Conceito do Instituto do bem de família

O bem de família é o imóvel residencial, urbano ou rural, próprio do casal ou da entidade familiar, e/ou móveis da residência, impenhoráveis por determinação legal. O instituidor é o próprio Estado, que impõe o bem de família, por norma de ordem pública, em defesa da célula familial.

Segundo as lições de Álvaro Villaça Azevedo, “o bem de família é um meio de garantir um asilo à família, tornando-se o imóvel onde ela se instala domicílio impenhorável e inalienável, enquanto forem vivos os cônjuges e até que os filhos completem sua maioridade”.

O bem de família pode ser conceituado como o imóvel utilizado como residência da entidade familiar, decorrente de casamento, união estável, entidade monoparental, ou entidade de outra origem, protegido por previsão legal específica.

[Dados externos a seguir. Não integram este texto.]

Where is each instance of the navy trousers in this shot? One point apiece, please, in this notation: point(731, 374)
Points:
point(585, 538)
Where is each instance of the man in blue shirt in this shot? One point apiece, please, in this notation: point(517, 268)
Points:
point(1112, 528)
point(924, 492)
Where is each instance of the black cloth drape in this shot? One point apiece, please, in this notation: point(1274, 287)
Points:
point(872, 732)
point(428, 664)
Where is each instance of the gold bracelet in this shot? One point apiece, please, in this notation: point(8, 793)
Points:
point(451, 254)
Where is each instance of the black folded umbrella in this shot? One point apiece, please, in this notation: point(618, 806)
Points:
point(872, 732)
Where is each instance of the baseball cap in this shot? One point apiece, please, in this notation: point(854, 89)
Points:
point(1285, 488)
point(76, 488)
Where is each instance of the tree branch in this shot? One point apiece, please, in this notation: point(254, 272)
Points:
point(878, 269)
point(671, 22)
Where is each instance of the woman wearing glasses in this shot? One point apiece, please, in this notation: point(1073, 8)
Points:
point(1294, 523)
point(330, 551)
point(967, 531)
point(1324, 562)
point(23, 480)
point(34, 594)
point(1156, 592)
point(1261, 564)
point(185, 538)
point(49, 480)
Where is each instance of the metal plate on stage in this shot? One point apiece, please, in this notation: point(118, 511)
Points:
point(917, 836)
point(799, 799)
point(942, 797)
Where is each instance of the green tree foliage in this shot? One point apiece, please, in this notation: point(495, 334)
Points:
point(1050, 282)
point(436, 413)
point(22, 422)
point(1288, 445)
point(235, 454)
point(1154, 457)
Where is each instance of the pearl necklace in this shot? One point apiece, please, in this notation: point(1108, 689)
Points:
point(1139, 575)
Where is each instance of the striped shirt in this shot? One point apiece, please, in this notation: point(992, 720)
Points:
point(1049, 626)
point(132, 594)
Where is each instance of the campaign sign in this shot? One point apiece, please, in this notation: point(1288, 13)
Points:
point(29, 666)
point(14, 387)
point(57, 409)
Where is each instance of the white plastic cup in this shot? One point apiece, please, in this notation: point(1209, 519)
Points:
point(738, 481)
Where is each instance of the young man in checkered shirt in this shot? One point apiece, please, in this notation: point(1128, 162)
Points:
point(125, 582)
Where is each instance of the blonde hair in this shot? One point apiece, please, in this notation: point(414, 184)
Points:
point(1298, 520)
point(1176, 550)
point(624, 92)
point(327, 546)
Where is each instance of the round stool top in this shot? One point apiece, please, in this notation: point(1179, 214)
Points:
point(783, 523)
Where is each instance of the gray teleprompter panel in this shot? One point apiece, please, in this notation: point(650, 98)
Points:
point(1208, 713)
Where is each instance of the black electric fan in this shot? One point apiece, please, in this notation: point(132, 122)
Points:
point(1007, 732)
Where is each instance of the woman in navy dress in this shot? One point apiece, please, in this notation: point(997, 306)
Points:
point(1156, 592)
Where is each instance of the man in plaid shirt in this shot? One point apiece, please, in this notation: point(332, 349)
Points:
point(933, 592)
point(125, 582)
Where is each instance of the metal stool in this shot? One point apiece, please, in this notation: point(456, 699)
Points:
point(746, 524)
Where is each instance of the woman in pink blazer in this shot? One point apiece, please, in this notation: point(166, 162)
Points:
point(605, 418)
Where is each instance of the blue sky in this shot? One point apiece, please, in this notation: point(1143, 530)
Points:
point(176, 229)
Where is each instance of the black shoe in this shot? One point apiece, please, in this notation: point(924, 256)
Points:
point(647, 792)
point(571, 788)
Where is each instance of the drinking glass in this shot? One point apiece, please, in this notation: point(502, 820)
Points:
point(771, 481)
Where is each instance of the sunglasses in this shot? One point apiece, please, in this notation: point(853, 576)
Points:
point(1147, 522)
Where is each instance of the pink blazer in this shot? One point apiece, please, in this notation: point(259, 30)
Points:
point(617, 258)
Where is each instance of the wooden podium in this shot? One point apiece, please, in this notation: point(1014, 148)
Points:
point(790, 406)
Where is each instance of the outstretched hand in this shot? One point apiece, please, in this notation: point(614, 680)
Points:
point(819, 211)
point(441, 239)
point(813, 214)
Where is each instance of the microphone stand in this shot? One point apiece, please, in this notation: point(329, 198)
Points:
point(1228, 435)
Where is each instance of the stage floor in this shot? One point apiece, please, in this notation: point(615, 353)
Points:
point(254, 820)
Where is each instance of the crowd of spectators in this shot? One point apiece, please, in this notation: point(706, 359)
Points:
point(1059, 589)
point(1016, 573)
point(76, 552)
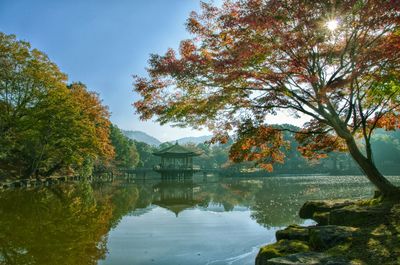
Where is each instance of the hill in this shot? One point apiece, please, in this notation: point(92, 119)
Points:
point(142, 137)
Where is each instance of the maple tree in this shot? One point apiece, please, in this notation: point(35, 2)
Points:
point(335, 62)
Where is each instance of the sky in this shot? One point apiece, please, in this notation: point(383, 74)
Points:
point(102, 43)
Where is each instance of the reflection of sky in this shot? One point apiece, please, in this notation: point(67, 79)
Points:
point(194, 237)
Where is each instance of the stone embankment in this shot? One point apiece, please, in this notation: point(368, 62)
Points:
point(347, 232)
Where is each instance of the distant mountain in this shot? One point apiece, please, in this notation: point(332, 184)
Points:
point(194, 140)
point(142, 137)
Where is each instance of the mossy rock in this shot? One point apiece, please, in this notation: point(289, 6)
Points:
point(309, 258)
point(309, 208)
point(293, 232)
point(322, 218)
point(325, 237)
point(356, 215)
point(279, 249)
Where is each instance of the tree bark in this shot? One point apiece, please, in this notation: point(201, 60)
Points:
point(372, 173)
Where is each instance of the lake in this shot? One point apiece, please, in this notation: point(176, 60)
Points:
point(213, 221)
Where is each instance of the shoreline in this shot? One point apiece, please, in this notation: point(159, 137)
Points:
point(347, 232)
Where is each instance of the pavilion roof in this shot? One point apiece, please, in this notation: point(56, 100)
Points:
point(176, 150)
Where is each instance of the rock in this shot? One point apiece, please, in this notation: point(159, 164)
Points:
point(293, 232)
point(322, 218)
point(325, 237)
point(308, 258)
point(281, 248)
point(356, 215)
point(309, 208)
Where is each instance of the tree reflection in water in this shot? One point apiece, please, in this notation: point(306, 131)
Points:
point(68, 224)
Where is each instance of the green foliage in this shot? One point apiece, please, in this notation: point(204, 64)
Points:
point(46, 127)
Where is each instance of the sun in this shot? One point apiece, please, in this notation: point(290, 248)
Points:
point(332, 24)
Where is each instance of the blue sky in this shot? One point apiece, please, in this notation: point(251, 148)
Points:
point(102, 43)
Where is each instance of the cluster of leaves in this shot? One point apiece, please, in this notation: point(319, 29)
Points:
point(46, 126)
point(253, 58)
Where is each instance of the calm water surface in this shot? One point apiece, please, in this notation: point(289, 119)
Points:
point(218, 221)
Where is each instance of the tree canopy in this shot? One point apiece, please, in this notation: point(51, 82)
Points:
point(335, 62)
point(46, 126)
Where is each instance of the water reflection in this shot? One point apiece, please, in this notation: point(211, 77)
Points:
point(70, 223)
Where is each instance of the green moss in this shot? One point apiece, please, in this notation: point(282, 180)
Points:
point(321, 218)
point(282, 248)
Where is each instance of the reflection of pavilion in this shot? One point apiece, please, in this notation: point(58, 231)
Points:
point(175, 196)
point(176, 162)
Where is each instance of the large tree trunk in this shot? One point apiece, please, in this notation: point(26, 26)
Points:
point(368, 167)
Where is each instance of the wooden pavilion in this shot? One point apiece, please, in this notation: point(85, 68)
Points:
point(176, 162)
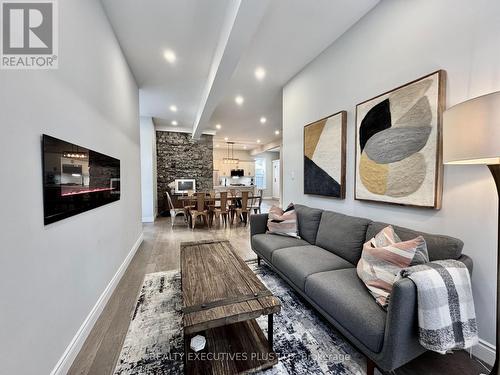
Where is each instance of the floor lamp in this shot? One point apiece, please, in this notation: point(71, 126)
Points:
point(471, 135)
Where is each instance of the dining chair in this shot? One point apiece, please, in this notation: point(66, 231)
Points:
point(174, 211)
point(257, 202)
point(243, 211)
point(223, 209)
point(199, 210)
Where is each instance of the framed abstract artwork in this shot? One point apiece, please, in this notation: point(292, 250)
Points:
point(398, 144)
point(324, 156)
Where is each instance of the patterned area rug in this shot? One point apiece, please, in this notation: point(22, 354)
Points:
point(305, 343)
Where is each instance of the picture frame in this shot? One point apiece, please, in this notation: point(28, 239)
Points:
point(398, 147)
point(325, 156)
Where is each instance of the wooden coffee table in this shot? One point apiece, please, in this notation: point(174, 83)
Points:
point(222, 299)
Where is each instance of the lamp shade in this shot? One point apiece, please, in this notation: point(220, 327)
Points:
point(471, 131)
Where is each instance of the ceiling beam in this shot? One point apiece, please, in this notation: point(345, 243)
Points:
point(266, 147)
point(240, 25)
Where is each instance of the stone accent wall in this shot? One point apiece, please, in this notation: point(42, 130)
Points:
point(179, 156)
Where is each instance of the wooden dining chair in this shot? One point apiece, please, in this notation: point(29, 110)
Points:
point(199, 210)
point(223, 209)
point(244, 210)
point(257, 202)
point(174, 211)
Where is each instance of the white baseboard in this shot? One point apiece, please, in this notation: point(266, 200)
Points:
point(69, 355)
point(485, 352)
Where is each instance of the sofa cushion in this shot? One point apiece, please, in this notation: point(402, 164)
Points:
point(345, 298)
point(343, 235)
point(297, 263)
point(439, 247)
point(283, 222)
point(383, 258)
point(308, 219)
point(265, 244)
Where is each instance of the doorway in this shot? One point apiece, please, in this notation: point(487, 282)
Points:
point(276, 179)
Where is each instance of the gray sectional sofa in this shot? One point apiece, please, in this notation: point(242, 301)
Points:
point(321, 266)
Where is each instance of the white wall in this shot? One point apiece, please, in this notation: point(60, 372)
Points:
point(395, 43)
point(52, 276)
point(269, 156)
point(148, 170)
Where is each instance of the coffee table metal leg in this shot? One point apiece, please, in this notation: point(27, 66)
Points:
point(270, 331)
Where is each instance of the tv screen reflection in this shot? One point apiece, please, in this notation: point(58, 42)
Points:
point(76, 179)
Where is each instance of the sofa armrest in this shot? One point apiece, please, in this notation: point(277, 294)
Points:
point(467, 261)
point(258, 224)
point(401, 332)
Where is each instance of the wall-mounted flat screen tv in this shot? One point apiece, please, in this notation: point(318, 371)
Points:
point(76, 179)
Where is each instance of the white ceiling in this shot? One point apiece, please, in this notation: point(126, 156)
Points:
point(282, 38)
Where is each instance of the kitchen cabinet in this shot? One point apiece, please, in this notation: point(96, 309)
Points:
point(225, 169)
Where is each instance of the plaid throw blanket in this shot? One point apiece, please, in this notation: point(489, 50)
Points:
point(446, 315)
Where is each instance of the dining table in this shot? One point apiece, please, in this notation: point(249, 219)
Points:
point(210, 201)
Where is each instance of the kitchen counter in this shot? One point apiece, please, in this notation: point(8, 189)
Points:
point(241, 188)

O instituto jurídico do bem de família é bastante moderno no Direito e seu objetivo é proteger a habitação da família, que é considerada pela nossa Constituição como base da sociedade. O bem de família é, em verdade, um direito, não se confundindo com a residência sobre o qual incide.

A instituição do bem de família, segundo Caio Mário da Silva Pereira (2004, p.557-8), “é uma forma da afetação de bens a um destino especial que é ser a residência da família, e, enquanto for, é impenhorável por dívidas posteriores à sua constituição, salvo as provenientes de impostos devidos pelo próprio prédio”.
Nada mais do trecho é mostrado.